カルメン

「こんばんは」
 屋敷の戸を叩いて男――ジェイドはそう言った。さして大きな声ではなくむしろ小さい部類に入る声であったが、静かな屋敷にその声はよく響く。
「いらっしゃい」
 屋敷の主人である青年――ガイはそう言って自ら戸を開き、邸内にジェイドを招き入れた。
 数少ない使用人は既に皆休ませてある。日付の変わり目が近くなった今、邸内で起きているのは2人だけだ。
「別に無理矢理今日にしなくても良いんじゃないか」
 こんな時間に訪問してきたジェイドに、今更だが当然の意見を述べてみる。共に食事をする等の約束をしていても、ジェイドに急の仕事が入って反故になる事なんてザラにあった。だが今日に限ってジェイドは「必ず行きますから」と、頑として譲らなかったのだ。

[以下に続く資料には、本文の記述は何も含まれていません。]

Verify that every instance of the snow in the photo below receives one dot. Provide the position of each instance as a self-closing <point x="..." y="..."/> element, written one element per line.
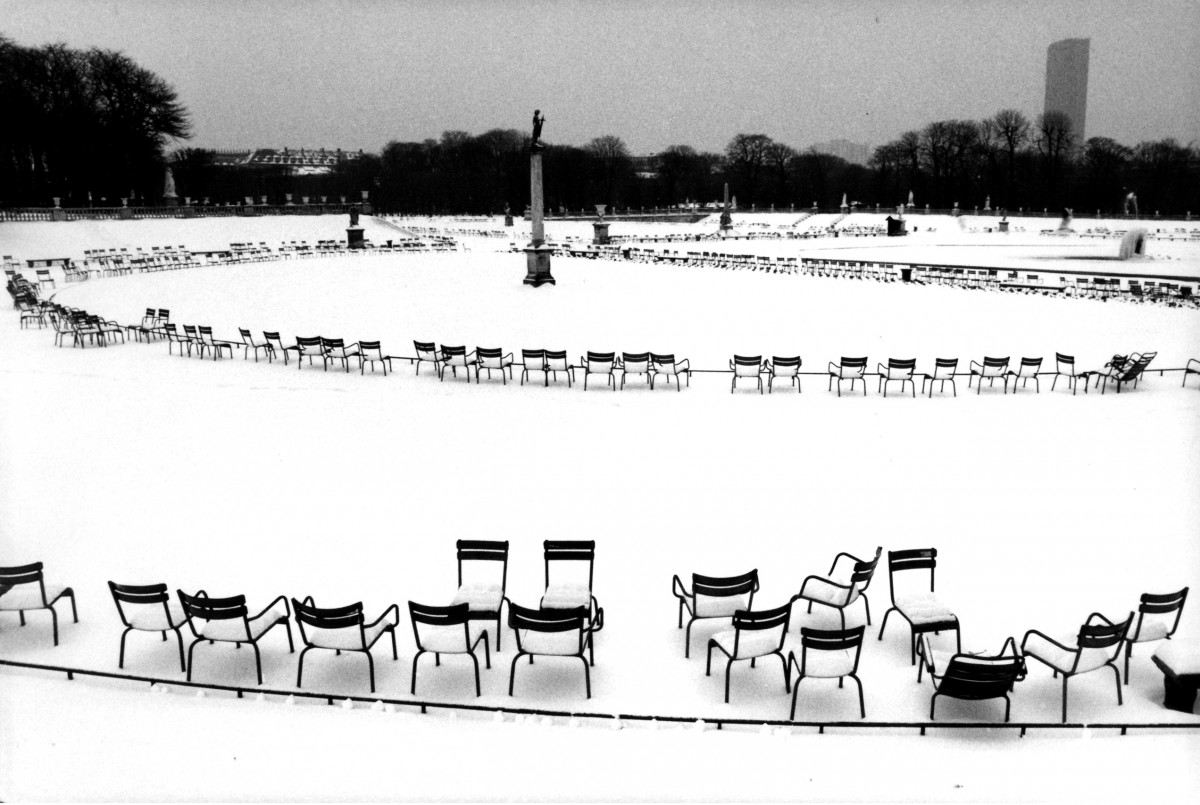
<point x="129" y="464"/>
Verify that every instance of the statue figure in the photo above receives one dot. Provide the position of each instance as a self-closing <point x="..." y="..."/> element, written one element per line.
<point x="535" y="144"/>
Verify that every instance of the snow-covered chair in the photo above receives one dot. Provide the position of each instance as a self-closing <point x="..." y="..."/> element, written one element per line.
<point x="991" y="370"/>
<point x="747" y="367"/>
<point x="713" y="596"/>
<point x="898" y="370"/>
<point x="841" y="588"/>
<point x="635" y="364"/>
<point x="492" y="360"/>
<point x="148" y="608"/>
<point x="1158" y="617"/>
<point x="943" y="373"/>
<point x="919" y="607"/>
<point x="551" y="632"/>
<point x="370" y="352"/>
<point x="754" y="635"/>
<point x="1097" y="646"/>
<point x="457" y="358"/>
<point x="828" y="654"/>
<point x="1025" y="372"/>
<point x="570" y="566"/>
<point x="228" y="620"/>
<point x="1193" y="367"/>
<point x="23" y="589"/>
<point x="427" y="353"/>
<point x="973" y="677"/>
<point x="336" y="349"/>
<point x="784" y="367"/>
<point x="667" y="366"/>
<point x="445" y="630"/>
<point x="1065" y="367"/>
<point x="483" y="580"/>
<point x="533" y="360"/>
<point x="556" y="362"/>
<point x="850" y="368"/>
<point x="249" y="343"/>
<point x="342" y="629"/>
<point x="601" y="364"/>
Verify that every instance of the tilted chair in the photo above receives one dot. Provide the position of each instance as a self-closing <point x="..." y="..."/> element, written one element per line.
<point x="556" y="362"/>
<point x="834" y="655"/>
<point x="747" y="367"/>
<point x="635" y="364"/>
<point x="370" y="352"/>
<point x="972" y="677"/>
<point x="601" y="364"/>
<point x="943" y="373"/>
<point x="898" y="371"/>
<point x="483" y="580"/>
<point x="342" y="629"/>
<point x="570" y="569"/>
<point x="533" y="360"/>
<point x="991" y="370"/>
<point x="1027" y="371"/>
<point x="457" y="358"/>
<point x="1097" y="647"/>
<point x="841" y="589"/>
<point x="445" y="630"/>
<point x="227" y="620"/>
<point x="551" y="632"/>
<point x="921" y="608"/>
<point x="713" y="596"/>
<point x="665" y="365"/>
<point x="427" y="353"/>
<point x="850" y="368"/>
<point x="784" y="367"/>
<point x="1065" y="367"/>
<point x="754" y="635"/>
<point x="148" y="608"/>
<point x="1158" y="617"/>
<point x="18" y="594"/>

「嫌ですよ。折角、珍しく貴方から誘って下さったんですから」
 一緒に食事をしないか、と持ち掛けたのは確かにガイだ。そして言われてみれば確かにガイから誘うことはジェイドに誘われるよりもずっと少ないかもしれない。だが、そうだというだけでわざわざこんな時間にずらしてまで律義に約束を遂行しようとするなんて。急に入ってきた仕事の量をガイもチラリと見たがお世辞にも少ないとは言いがたい量だったのだ。あのジェイドと言えど、徹夜を覚悟しなければならないような量だったとガイは記憶している。それを日付が変わりかけているとはいえ、確り終わらせたとは。
 呆れる反面、嬉しくもあった。あのジェイドが、自分の為に頑張ってくれたのだから。ただ自分が珍しく食事にさそったという、それだけの理由だけで。
「どうしたんですか、そんなに頬を緩めて」
 理由なんて分かっているくせに。そう思ったが、今日は素直になってやろうと思い直した。今日くらい素直になっても、罰は当たらないだろう。誰にでもなく言い訳をして、ガイは口を開いた。
「旦那がオレの為に無理をしてくれたのが嬉しいんだよ」
 直球な答えが帰ってくるとは予想していなかったのか、ジェイドが僅かに緋色の眼を見開く。そして数瞬の沈黙の後、ジェイドはガイを抱き締めた。
「ちょ、旦那!?」
「まあガイがもっと頻繁に誘いを掛けてくれるのなら、こんな事もしないんでしょうがねぇ」
「…悪かったな」
「良いんですよ。半分以上私の我侭ですから。それに」
「それに?」
「貴方の為なら、あの程度何て事ありませんよ」
 そう言って身体を放し、微笑む。そのジェイドの顔を見る度にガイは思うのだ。
(男だし喰えないしおっさんだしうさん臭いし死霊使いだし性格悪いし鬼畜だし大佐だし、家の再建だってしなくてはならない、のに。そんなこと関係ないくらい愛してるだなんて)
 ガイはジェイドがこうして自分の為に微笑んでくれるだけで途方もなく幸せだと思えるのだ。この関係が、ジェイドが何よりも大切だと思うのだ。
「ありがとう、ジェイド」
 嗚呼オレは今こんなにも幸せだ。
 溢れんばかりの幸福を感じながら、ガイは微笑んだ。